ピョートル・ドミートリエヴィチ
Петр Дмитрьевич
ドミートロフ公 князь Дмитровский (1389-1428)
ウーグリチ公 князь Углицкий (1389-1405)
生:1385.07.29
没:1428
父:モスクワ大公ドミートリイ・ドンスコーイ (モスクワ公イヴァン2世赤公)
母:エヴドキーヤ (スーズダリ公ドミートリイ・コンスタンティーノヴィチ)
結婚:1406
& エヴフロシーニヤ -1466 (ポリエーフクト・ヴァシーリエヴィチ・ヴェリヤミノフ)
子:なし
第16世代。モノマーシチ(モスクワ系)。ドミートリイ・ドンスコーイの四男。
1389年、父の死でドミートロフとウーグリチを分領としてもらう。まだ幼かったからだろうか、長兄ヴァシーリイ1世は別格としても、次兄ユーリイ、すぐ上の兄アンドレイと比べて与えられた都市が少ない。それでも弟コンスタンティーンのように何も与えられなかったわけではないだけマシか。

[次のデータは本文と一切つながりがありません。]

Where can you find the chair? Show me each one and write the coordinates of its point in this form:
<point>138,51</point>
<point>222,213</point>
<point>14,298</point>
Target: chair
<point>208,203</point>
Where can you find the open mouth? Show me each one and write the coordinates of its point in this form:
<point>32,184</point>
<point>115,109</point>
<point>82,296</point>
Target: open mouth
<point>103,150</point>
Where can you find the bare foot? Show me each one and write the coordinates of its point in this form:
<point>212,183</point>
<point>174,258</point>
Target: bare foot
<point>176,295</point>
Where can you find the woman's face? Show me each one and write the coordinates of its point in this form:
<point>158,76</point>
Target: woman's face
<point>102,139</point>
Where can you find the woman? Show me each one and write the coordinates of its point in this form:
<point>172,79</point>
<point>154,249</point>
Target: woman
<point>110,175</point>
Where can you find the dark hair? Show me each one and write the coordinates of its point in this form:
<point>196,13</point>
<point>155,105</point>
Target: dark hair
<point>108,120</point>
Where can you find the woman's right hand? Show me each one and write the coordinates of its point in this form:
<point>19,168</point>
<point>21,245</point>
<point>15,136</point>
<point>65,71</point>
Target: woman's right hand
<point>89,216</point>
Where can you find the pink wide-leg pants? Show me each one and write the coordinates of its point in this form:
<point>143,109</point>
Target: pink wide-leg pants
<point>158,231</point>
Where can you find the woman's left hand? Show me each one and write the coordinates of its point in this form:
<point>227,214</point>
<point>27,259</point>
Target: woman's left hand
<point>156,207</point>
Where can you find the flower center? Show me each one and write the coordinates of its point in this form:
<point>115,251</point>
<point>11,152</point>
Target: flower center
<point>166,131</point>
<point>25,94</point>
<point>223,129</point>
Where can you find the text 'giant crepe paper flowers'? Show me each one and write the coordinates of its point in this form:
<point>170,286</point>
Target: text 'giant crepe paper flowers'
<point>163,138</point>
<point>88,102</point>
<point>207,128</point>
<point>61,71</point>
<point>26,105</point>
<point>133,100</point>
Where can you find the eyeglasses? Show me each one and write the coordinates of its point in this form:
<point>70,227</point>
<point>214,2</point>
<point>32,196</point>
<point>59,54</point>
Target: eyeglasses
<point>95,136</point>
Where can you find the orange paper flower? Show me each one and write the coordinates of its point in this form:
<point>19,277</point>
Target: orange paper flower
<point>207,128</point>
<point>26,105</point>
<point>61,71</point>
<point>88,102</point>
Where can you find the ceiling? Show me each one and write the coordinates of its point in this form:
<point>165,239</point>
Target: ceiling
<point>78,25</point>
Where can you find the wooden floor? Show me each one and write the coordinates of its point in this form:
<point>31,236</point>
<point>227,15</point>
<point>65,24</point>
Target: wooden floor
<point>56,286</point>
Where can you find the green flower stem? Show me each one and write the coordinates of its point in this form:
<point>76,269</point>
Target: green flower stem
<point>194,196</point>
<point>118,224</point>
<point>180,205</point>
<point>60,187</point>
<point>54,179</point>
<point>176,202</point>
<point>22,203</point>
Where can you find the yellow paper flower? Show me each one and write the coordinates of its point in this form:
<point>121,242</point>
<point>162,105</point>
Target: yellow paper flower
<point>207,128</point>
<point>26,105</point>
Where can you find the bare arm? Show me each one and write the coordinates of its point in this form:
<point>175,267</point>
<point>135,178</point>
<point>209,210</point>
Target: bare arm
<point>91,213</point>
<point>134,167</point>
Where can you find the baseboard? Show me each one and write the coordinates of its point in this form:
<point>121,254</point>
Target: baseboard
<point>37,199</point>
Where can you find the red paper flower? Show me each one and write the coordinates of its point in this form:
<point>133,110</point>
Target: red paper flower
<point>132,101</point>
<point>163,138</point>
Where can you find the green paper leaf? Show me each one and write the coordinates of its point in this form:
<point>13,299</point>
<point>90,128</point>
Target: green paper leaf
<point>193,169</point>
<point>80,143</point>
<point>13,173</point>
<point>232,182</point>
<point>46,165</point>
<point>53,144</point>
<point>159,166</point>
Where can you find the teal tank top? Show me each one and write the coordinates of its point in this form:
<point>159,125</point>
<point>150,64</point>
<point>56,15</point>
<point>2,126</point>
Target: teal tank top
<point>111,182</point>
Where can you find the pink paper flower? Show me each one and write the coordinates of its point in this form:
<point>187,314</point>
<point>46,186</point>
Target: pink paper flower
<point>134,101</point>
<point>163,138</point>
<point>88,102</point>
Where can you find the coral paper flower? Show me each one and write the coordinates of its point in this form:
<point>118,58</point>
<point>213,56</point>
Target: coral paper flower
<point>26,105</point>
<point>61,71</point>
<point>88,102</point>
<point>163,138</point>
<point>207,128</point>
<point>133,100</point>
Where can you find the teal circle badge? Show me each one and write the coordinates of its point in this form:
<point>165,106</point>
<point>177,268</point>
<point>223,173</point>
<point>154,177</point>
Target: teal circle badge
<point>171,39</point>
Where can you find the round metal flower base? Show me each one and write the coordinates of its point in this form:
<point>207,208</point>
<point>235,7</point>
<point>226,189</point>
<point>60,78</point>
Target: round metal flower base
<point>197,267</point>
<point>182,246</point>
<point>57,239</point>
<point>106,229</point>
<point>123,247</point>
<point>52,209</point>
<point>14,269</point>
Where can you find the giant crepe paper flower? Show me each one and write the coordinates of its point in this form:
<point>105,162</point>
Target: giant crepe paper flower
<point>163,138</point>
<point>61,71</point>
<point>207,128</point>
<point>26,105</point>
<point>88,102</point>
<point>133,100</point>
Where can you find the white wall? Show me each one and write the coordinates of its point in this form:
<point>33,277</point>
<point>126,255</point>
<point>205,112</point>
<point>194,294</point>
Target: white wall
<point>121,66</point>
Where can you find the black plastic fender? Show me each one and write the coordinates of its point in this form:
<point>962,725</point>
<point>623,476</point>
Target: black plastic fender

理由はよくわからないが、1405年、ウーグリチをヴァシーリー1世に没収される。代償として別の都市が与えられた形跡もない。
1406年、リヴォニア騎士団とリトアニア軍がノーヴゴロドとプスコーフに侵攻。ピョートル・ドミートリエヴィチは軍を率いてその防衛に参加した。
1408年、エディゲイがモスクワに侵攻した際には、セールプホフ公ヴラディーミル勇敢公や兄アンドレイ・ドミートリエヴィチとともにモスクワ防衛の指揮を執る。
1417年、長兄ヴァシーリイ1世の息子イヴァン・ヴァシーリエヴィチが死去。長兄に残された息子は、1415年に生まれたばかりのヴァシーリイ・ヴァシーリエヴィチだけとなった。
ヴァシーリイ1世はもとより息子へのモスクワ大公位移譲を望んでいただろうが、元来ルーシでは兄弟相続(正確には年長者相続)が慣習法として確立しており、しかも移譲すべきヴァシーリイ・ヴァシーリエヴィチが幼児では、大公位移譲がすんなりと行かないだろうとは容易に想像できる。長兄は次兄ユーリイ・ドミートリエヴィチに大公位継承権の放棄を要求するが、ユーリイ・ドミートリエヴィチはこれを拒否。
このため1425年、長兄はその死に臨んで、妻ソフィヤと幼い息子ヴァシーリイ2世を、アンドレイとピョートルに託した。甥ヴァシーリイ2世と次兄ユーリイ・ドミートリエヴィチの対立においても、誠実に甥を支持したと言われる。